Berg reports that she pursued Buckley’s mother Mary Guibert for close to twenty years. And I trust Guibert knows that she made the right decision to finally accept Berg into her life and agree to sit for on-camera interviews and open up her personal archive, for the result is as moving and personal as any narrative, in fiction or lived reality, concerning the iron bond between a single mom and her child. Guibert, a first-generation immigrant, met Tim Buckley in a high school French class not far from the gates of Disneyland in Anaheim, California. And even though Guibert speaks fondly of the unique and electric connection she felt with the pre-fame singer-songwriter, she refuses to sugarcoat the pain that radiated from Tim’s decision to have no part in raising Jeff.

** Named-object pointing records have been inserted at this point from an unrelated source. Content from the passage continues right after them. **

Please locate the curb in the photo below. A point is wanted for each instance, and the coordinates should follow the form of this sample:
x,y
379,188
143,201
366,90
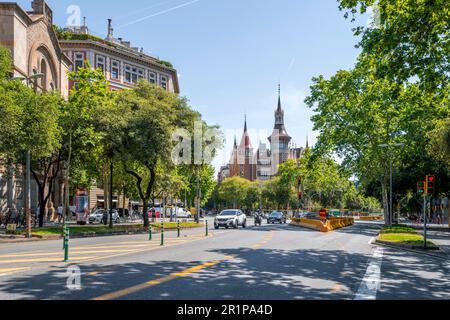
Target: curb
x,y
87,235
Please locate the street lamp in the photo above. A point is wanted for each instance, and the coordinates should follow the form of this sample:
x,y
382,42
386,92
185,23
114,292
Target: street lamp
x,y
110,155
391,202
27,203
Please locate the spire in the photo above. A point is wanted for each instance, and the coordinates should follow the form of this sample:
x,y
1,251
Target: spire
x,y
245,125
279,98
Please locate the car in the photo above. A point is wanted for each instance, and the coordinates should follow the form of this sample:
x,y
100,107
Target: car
x,y
276,217
100,215
230,219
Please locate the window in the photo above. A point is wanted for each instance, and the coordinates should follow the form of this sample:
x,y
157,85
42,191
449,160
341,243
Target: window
x,y
101,63
152,77
79,61
133,74
164,80
115,70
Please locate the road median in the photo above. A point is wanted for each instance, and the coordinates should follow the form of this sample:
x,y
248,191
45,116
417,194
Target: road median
x,y
323,225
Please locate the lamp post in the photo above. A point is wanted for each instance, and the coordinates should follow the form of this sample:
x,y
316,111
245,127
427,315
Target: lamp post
x,y
27,203
391,178
111,170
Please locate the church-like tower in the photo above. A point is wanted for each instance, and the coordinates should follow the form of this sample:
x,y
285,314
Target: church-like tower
x,y
280,139
242,162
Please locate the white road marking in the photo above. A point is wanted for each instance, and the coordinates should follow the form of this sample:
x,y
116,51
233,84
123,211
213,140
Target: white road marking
x,y
372,280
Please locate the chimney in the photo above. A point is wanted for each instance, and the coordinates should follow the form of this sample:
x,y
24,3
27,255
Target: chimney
x,y
38,6
110,30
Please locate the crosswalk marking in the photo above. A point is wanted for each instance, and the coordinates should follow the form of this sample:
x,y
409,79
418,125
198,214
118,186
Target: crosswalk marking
x,y
372,280
9,271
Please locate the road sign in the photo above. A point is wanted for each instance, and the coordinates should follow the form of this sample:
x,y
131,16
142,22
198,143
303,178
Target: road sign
x,y
430,184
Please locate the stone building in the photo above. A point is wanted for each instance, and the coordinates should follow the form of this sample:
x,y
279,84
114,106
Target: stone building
x,y
243,162
38,47
35,49
122,64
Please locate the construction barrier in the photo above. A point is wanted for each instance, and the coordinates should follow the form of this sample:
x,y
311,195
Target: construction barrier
x,y
375,218
323,226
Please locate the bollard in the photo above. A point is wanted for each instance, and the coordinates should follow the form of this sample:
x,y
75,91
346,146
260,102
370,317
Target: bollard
x,y
66,244
162,233
64,237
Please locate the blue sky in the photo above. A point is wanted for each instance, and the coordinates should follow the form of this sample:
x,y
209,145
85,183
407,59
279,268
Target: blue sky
x,y
231,54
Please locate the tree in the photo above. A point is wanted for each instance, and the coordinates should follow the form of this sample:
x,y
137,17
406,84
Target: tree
x,y
439,147
138,126
232,191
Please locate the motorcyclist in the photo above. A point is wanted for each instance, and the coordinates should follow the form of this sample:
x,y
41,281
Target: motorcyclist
x,y
258,218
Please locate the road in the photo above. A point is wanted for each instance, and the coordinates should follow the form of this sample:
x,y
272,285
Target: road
x,y
276,262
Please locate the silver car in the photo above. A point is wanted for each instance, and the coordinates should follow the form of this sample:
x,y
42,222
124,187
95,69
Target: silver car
x,y
230,219
99,216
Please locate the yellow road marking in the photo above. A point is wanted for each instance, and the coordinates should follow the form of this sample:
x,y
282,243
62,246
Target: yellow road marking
x,y
140,287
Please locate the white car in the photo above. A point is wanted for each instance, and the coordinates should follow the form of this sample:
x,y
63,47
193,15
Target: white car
x,y
100,215
230,219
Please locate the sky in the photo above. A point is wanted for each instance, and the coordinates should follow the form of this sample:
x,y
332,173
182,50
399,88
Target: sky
x,y
232,54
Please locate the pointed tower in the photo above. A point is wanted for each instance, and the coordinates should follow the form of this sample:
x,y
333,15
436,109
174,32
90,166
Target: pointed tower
x,y
243,159
280,139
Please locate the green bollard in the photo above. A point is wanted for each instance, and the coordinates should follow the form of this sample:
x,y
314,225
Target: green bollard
x,y
64,237
162,233
66,245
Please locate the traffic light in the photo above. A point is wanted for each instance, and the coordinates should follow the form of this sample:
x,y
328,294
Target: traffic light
x,y
421,188
430,184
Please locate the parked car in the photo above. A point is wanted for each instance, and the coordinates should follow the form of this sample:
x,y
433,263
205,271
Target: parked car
x,y
276,217
123,212
100,215
230,219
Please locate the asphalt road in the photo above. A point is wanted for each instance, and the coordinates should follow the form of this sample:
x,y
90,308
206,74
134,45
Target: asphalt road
x,y
278,262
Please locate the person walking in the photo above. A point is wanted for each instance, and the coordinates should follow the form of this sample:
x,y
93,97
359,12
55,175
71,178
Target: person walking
x,y
51,213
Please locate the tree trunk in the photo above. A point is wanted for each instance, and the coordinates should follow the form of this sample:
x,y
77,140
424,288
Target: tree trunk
x,y
384,190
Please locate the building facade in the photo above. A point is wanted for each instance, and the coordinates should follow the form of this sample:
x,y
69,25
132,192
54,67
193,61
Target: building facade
x,y
37,47
262,164
35,50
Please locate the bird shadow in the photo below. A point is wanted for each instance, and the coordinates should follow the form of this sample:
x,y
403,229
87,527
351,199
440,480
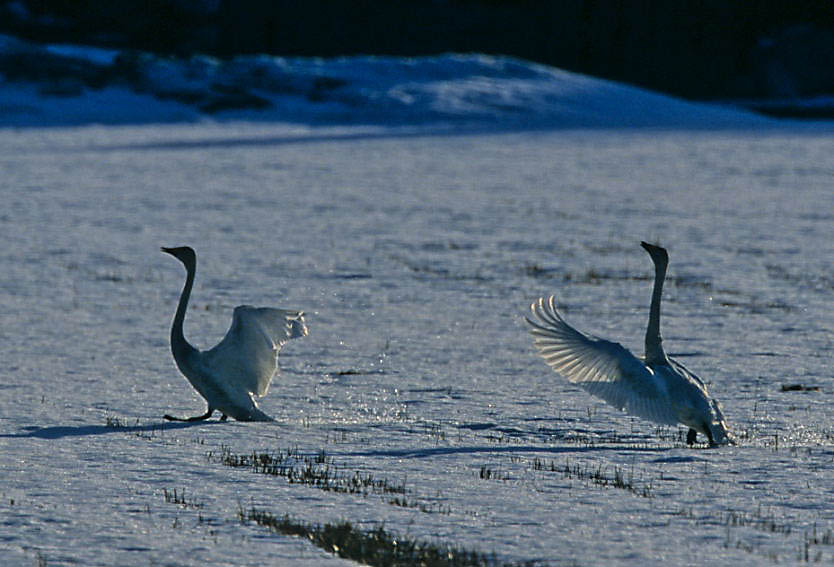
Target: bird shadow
x,y
62,431
416,453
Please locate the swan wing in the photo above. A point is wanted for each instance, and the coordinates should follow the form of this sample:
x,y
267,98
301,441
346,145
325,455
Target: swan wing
x,y
247,354
605,369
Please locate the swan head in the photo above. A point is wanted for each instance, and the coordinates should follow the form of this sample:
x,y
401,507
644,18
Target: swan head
x,y
658,253
715,426
184,254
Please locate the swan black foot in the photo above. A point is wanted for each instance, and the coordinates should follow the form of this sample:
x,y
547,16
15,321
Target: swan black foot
x,y
195,418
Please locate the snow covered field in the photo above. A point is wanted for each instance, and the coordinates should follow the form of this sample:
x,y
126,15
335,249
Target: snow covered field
x,y
415,252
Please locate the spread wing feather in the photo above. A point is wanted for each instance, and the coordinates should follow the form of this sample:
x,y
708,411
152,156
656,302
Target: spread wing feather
x,y
603,368
247,354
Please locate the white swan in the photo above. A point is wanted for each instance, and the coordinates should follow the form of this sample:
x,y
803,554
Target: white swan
x,y
656,388
242,364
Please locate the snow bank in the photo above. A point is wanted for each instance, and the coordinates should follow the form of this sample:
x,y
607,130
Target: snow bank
x,y
75,85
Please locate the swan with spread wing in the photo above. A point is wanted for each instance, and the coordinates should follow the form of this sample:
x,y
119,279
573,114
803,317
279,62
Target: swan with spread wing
x,y
241,366
656,388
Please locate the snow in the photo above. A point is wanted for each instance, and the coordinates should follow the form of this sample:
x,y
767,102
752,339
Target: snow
x,y
459,90
415,251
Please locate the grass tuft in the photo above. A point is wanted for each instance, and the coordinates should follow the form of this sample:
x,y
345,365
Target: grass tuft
x,y
376,547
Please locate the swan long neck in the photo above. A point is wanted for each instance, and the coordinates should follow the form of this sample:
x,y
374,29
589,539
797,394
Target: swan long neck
x,y
179,346
654,346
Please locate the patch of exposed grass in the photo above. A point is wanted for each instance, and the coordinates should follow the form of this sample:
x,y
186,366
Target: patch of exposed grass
x,y
178,497
319,471
598,476
376,547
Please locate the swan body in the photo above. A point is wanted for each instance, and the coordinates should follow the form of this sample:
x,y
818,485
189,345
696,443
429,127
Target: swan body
x,y
656,388
241,366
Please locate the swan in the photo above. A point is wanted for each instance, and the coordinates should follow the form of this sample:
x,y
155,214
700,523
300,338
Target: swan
x,y
656,388
241,366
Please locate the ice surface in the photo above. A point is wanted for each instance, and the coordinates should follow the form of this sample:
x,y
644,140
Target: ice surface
x,y
415,254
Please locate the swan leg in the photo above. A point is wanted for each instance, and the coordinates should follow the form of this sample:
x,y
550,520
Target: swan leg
x,y
195,418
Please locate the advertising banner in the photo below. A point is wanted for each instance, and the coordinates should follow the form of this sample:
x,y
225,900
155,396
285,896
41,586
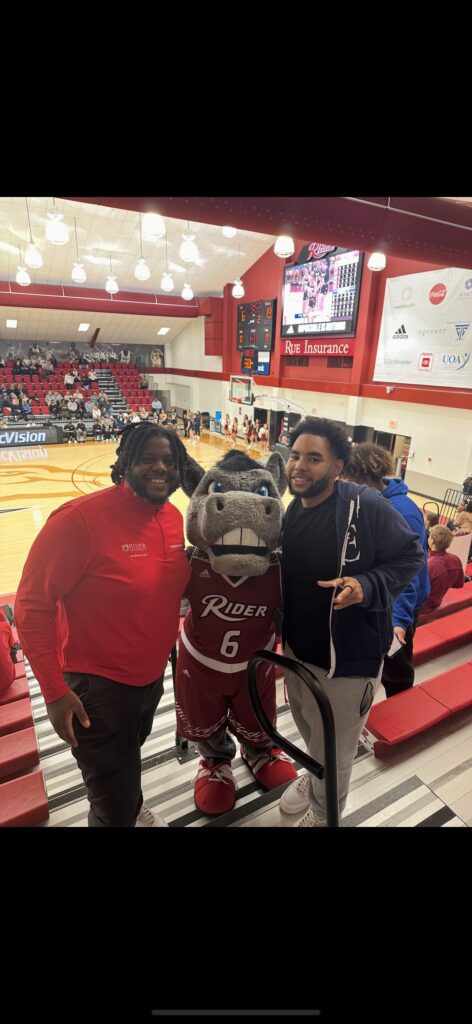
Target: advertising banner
x,y
10,436
303,346
426,330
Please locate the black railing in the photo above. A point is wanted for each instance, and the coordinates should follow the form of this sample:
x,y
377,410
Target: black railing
x,y
328,771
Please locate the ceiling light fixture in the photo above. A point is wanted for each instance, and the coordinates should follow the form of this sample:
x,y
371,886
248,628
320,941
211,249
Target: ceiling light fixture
x,y
23,278
154,225
78,271
238,288
284,246
33,257
141,270
55,230
377,261
167,282
112,286
188,251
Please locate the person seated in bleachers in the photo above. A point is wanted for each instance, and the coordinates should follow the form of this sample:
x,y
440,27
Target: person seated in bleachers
x,y
431,519
444,569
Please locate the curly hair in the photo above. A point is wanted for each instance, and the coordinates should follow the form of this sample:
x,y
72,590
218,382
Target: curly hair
x,y
369,461
133,439
335,434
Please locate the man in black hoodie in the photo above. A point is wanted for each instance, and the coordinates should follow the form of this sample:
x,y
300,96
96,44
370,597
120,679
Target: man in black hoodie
x,y
347,555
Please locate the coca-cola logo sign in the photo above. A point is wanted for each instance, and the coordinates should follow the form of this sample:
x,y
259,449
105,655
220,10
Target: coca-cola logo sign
x,y
437,294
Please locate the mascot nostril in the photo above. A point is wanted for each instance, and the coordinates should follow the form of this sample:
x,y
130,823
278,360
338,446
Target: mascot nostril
x,y
233,594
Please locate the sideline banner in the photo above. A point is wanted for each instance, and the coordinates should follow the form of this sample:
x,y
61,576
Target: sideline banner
x,y
426,331
12,436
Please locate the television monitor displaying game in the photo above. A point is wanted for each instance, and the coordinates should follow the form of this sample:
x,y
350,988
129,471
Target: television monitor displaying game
x,y
320,298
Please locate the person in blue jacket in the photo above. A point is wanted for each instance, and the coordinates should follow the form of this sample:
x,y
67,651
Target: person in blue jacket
x,y
346,556
371,464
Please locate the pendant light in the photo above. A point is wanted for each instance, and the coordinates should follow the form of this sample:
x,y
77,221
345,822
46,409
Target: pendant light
x,y
141,270
377,261
33,257
112,286
167,281
23,278
284,246
78,271
55,230
154,224
188,251
238,288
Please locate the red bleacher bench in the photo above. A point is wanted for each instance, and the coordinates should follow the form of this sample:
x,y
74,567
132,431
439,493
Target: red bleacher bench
x,y
442,635
18,751
15,715
455,600
418,709
24,801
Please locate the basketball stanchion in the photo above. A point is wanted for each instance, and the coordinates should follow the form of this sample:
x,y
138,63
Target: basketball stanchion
x,y
328,771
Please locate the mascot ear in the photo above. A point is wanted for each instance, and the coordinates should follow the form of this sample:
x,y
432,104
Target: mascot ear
x,y
190,474
275,465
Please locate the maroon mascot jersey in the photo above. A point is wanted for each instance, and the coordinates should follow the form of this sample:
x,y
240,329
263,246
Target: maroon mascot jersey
x,y
228,620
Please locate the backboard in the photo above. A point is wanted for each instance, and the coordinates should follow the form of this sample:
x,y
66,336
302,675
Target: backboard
x,y
241,390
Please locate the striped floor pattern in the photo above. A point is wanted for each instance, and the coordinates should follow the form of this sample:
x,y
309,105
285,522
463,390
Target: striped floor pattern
x,y
396,794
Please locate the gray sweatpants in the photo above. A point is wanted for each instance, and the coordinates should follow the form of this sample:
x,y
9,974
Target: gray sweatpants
x,y
350,698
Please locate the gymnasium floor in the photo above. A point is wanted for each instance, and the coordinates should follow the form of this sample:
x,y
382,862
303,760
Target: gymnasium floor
x,y
426,781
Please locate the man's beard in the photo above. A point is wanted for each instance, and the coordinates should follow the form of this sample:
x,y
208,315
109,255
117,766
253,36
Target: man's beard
x,y
314,489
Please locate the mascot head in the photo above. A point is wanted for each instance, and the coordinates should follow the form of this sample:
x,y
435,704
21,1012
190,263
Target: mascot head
x,y
236,512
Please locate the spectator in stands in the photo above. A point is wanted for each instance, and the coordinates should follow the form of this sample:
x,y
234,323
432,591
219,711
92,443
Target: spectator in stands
x,y
346,554
371,464
444,569
431,519
97,612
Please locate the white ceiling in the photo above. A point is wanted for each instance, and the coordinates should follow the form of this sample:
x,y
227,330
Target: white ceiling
x,y
106,235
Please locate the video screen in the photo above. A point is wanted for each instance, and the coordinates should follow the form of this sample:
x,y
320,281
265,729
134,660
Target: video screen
x,y
322,297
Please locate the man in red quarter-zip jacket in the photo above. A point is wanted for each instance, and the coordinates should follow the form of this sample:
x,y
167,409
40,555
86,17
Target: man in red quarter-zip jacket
x,y
97,612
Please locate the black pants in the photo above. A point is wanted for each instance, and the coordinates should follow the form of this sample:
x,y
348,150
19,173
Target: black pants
x,y
398,672
109,752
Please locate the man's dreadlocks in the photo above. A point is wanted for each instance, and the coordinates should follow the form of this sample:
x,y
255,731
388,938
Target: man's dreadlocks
x,y
133,439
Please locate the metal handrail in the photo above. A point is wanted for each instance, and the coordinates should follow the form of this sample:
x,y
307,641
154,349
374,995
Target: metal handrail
x,y
328,771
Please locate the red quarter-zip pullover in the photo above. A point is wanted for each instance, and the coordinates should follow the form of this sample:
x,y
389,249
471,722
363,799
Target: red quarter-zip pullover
x,y
100,590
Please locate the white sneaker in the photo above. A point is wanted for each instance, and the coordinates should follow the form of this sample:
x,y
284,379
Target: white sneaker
x,y
310,820
149,819
296,798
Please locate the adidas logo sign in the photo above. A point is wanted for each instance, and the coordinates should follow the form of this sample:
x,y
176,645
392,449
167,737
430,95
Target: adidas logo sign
x,y
400,333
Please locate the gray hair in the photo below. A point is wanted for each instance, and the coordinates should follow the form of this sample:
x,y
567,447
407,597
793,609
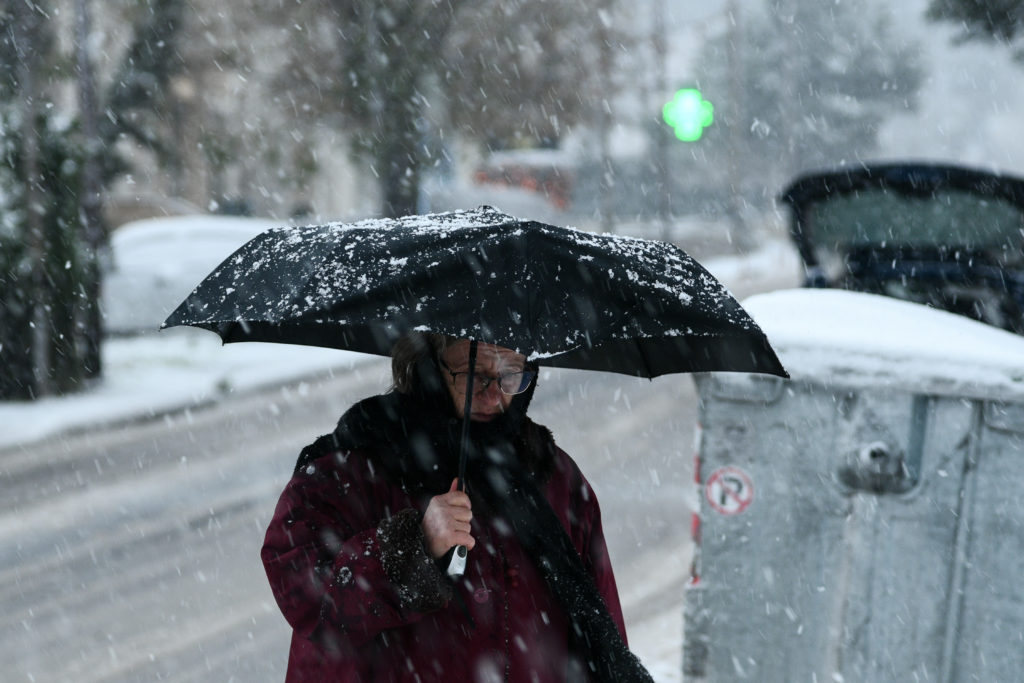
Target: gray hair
x,y
409,351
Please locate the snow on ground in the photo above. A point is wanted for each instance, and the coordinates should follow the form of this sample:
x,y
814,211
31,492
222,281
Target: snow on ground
x,y
148,373
157,264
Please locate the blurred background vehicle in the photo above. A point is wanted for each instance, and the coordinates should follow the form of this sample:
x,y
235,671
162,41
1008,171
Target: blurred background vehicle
x,y
944,236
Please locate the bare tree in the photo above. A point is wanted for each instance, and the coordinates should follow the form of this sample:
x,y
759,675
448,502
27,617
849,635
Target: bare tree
x,y
504,73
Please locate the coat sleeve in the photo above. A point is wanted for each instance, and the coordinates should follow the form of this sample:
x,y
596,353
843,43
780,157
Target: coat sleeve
x,y
340,564
589,537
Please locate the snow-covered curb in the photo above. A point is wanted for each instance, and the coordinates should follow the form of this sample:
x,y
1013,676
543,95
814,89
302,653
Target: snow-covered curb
x,y
164,372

Even so, the shadow of Tim Buckley, who died of a heroin overdose at the age of 28, looms large throughout the young life of his gifted son. Their paths would cross for just the briefest flicker of time in 1975 when Jeff was 8 years old. Berg handles the younger Buckley’s confusion and yearning, along with Mary’s trepidation and skepticism, with a potent shot of the matchbook cover on which Tim wrote down his phone number for his estranged kid only a couple weeks before he would be dead. Later, as Jeff put in the work to sharpen his own prodigious talent, the desire to avoid direct comparisons to Tim comes to a head before Jeff’s decision to accept producer Hal Willner’s invitation to perform at the “Greetings From Tim Buckley” tribute show in 1991.
Along with Guibert, artists Rebecca Moore and Joan Wasser offer exacting insights. Berg limits the total number of interview subjects to a carefully chosen handful, including Michael Tighe, Ben Harper, Aimee Mann, and Matt Johnson, but the director capitalizes on the many ways that the close partnerships Buckley enjoyed with Moore and Wasser influenced his music. Of course, Guibert undoubtedly helped cultivate Jeff’s ear by exposing him to all kinds of incredible recordings. We get a crystal understanding of exactly how Buckley would aspire to be like Nina Simone and Judy Garland as much as Robert Plant (and unless you are made of stone, have tissues ready when Wasser recounts a meeting between Jeff and Nusrat Fateh Ali Khan).
Berg also spends just the right amount of time unpacking the transcendence of Buckley’s most-played recording: the phenomenal cover of “Hallelujah” that would mark Leonard Cohen’s original with the same kind of indelible stamp made by Sinead O’Connor’s version of “Nothing Compares 2 U,” Johnny Cash’s take on “Hurt” and Jimi Hendrix’s rendition of “All Along the Watchtower.” From beginning to end, Berg reveals herself as a genuine admirer and scholar, evidenced in part by the fulfilling title, which in most other iterations of the multiverse would have used some variation of “Grace.” On my way in to see the film, my friend Nicole commented, “We know how it ends.” But like thousands of others, we will never stop listening.